Hallo fliegende Forumisten

Ich bin auf eure Meinung gespannt, es geht mir um das Thema Fliegen im und über dem Alpenhauptkamm, Gebietsbezeichnung Swiss Alps (VFR in der Kategorie SEP).



Für mich gibt es 3 Produkte, die ich jeweils zur Beurteilung herbeiziehe, die Flugwetterprognose Schweiz, die LOW LEVEL SWC ALPS(SFC bis FL250) und die Druckverteilung über den Alpen. Kurz vor dem Flug konsultiere ich die aktuellen Winddaten aus dem Swiss Met-Net (Skybriefing) und schau mir dort im speziellen die 2-stelligen Windwerte an.

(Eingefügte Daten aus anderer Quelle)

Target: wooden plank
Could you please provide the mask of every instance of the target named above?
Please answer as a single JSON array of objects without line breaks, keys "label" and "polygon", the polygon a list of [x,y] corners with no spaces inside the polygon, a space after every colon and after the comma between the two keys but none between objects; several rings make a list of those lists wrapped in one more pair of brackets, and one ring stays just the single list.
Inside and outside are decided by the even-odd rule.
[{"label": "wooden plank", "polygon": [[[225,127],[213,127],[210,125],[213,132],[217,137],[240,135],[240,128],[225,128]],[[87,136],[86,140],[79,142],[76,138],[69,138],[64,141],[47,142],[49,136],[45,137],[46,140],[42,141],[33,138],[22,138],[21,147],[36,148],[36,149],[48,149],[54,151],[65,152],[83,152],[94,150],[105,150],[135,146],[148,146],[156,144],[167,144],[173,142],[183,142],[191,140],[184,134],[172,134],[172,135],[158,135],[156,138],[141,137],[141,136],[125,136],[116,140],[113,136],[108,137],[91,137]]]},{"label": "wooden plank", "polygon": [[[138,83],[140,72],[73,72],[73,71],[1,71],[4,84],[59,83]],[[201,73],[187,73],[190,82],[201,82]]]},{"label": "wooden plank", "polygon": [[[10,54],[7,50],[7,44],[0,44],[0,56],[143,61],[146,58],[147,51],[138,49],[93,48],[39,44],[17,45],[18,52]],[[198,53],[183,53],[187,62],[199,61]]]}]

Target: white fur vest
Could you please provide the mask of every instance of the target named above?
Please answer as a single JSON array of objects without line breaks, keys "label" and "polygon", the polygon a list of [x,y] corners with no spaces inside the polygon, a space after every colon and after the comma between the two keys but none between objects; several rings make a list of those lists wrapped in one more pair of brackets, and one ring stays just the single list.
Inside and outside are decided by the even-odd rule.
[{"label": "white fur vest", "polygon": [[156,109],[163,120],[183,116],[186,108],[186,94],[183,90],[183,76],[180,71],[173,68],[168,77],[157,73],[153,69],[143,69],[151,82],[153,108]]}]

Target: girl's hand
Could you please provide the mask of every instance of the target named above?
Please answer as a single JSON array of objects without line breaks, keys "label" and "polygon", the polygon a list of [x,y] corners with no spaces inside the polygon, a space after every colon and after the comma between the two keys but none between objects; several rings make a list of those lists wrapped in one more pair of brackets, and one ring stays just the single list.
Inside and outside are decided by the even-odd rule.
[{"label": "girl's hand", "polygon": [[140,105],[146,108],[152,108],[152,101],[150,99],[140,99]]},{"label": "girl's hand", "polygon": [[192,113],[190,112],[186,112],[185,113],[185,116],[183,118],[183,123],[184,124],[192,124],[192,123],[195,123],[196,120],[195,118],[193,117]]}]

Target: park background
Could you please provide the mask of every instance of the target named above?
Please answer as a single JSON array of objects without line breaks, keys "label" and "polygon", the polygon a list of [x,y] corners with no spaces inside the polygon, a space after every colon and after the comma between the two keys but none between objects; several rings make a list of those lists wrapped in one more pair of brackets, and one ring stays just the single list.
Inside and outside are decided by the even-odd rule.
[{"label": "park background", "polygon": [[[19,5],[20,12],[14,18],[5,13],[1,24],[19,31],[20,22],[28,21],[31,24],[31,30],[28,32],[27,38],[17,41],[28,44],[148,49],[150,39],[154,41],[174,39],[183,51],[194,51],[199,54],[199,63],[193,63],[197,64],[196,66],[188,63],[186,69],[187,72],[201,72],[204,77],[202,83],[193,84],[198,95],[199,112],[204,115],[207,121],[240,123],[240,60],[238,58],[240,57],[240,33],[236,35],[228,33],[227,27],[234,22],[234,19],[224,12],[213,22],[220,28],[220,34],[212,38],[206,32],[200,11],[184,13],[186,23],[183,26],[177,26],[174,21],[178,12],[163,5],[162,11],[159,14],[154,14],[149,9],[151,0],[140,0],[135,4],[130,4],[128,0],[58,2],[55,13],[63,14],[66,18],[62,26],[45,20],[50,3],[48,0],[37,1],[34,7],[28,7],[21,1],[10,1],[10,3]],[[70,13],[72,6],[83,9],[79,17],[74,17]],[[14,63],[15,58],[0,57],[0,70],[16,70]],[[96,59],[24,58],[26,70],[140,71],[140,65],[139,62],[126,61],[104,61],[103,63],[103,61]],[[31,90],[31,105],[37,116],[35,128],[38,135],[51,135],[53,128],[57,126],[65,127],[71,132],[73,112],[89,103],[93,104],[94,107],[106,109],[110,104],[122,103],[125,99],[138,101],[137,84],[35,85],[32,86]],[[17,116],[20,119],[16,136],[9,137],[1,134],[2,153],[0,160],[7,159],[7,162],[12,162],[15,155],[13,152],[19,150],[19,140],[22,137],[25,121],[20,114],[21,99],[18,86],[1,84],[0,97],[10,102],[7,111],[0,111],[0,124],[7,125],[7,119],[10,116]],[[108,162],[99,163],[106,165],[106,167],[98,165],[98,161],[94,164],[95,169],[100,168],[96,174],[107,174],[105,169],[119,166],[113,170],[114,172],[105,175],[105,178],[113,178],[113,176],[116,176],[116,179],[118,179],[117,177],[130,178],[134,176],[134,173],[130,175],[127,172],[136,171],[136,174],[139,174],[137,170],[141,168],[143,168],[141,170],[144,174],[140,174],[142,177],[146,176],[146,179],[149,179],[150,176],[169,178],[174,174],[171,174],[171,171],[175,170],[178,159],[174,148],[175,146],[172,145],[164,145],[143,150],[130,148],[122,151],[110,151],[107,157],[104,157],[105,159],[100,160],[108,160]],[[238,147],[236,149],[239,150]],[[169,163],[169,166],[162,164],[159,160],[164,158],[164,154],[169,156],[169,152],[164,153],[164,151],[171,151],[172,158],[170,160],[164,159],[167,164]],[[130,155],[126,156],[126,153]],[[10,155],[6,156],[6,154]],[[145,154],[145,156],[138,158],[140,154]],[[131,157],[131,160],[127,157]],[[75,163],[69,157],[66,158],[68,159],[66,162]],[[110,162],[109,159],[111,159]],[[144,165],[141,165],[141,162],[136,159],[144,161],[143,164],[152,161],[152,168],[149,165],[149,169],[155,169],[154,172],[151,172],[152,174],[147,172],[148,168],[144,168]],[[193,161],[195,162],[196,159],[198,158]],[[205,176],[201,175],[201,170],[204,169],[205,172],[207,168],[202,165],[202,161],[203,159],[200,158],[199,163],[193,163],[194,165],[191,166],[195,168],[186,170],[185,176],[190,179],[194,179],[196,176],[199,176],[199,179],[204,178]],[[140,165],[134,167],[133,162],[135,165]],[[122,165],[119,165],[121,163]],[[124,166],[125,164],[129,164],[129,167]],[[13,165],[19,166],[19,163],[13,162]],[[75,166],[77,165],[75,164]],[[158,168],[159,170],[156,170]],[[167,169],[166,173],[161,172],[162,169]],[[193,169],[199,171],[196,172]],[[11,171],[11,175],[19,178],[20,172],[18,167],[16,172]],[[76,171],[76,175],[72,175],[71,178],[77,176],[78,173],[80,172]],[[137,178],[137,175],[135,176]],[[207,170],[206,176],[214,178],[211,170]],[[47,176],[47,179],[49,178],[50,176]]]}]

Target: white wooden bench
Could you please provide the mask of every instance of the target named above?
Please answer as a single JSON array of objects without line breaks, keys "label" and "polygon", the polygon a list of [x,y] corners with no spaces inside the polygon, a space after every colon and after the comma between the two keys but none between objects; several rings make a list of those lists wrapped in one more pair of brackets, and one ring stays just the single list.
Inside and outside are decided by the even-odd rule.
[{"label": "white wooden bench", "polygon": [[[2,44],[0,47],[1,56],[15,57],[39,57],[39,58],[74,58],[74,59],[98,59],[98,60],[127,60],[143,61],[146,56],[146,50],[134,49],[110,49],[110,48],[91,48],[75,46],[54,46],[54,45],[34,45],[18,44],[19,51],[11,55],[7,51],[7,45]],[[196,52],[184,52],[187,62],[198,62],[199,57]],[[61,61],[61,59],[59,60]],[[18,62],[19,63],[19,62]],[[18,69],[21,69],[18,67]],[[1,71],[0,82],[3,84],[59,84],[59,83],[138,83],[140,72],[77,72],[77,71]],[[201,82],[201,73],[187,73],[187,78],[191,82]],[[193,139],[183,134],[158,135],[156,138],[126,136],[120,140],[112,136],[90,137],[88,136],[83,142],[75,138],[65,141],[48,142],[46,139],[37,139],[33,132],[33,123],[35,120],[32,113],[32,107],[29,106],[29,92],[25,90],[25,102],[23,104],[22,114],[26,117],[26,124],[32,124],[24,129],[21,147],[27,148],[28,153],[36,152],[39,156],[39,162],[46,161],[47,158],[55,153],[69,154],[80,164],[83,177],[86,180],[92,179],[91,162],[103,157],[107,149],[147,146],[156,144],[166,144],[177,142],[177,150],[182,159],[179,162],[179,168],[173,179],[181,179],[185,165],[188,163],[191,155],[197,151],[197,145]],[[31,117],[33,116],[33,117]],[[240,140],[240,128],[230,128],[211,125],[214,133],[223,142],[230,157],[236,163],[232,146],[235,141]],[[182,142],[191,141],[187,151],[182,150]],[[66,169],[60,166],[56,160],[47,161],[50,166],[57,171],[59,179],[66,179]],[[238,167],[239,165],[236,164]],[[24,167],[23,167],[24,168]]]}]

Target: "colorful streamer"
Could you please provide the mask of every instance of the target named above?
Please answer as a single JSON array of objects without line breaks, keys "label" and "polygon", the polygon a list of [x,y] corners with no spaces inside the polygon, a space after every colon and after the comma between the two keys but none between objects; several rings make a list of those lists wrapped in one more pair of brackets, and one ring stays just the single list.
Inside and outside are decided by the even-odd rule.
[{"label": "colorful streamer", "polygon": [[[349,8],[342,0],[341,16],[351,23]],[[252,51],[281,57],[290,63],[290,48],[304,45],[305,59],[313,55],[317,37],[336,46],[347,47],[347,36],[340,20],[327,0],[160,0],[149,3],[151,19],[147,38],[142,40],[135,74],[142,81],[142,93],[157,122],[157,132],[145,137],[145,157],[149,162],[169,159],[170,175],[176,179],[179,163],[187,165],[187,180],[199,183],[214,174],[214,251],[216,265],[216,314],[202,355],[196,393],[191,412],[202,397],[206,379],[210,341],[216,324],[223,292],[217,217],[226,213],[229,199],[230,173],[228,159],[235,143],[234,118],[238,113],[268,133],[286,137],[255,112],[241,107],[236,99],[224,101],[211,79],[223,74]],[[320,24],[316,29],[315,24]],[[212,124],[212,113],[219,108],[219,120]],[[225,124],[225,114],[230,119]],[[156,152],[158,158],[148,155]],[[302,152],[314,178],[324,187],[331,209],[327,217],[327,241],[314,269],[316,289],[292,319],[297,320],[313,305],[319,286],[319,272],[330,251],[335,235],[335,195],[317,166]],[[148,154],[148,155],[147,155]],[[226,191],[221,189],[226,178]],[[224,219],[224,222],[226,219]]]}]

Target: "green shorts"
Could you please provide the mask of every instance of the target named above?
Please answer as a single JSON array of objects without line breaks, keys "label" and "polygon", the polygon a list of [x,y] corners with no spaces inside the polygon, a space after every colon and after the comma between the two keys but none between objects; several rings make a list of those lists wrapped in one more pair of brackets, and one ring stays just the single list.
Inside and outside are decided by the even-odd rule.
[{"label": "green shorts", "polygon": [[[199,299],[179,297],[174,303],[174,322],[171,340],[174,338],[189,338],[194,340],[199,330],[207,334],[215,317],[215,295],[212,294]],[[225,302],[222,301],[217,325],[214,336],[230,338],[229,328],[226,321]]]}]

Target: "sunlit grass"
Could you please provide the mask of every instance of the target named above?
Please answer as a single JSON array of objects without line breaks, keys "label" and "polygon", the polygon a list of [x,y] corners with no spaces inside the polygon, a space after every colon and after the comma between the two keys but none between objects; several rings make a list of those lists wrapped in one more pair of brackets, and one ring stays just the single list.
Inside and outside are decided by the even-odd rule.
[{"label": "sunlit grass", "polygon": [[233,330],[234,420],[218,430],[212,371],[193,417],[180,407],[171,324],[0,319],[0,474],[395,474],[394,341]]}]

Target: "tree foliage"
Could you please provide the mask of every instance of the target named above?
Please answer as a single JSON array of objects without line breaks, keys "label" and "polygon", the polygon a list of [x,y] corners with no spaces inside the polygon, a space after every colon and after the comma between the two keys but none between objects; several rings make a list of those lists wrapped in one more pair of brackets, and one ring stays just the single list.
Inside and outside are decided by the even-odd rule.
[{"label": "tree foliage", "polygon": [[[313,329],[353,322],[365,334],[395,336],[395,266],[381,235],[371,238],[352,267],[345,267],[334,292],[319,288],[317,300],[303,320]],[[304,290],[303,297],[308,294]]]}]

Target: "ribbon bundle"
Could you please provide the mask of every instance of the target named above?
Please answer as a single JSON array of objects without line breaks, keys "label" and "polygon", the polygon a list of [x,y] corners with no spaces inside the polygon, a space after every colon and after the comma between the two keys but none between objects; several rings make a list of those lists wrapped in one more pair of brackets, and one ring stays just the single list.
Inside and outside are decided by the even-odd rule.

«LGT TURB» wird ja nicht in der SWC Karte publiziert, mit dem ist grundsätzlich immer zu rechnen. Sobald ich aber MOD TURB vorfinde in den Alpen (so wie heute Sonntag 24.1.2021), werde ich vorsichtig und sehe tendenziell von einem Flug ab.

Wie handhabt ihr das? Was sind eure Limiten? Gibt es Vorgaben/Richtlinien von euren Vereinen?  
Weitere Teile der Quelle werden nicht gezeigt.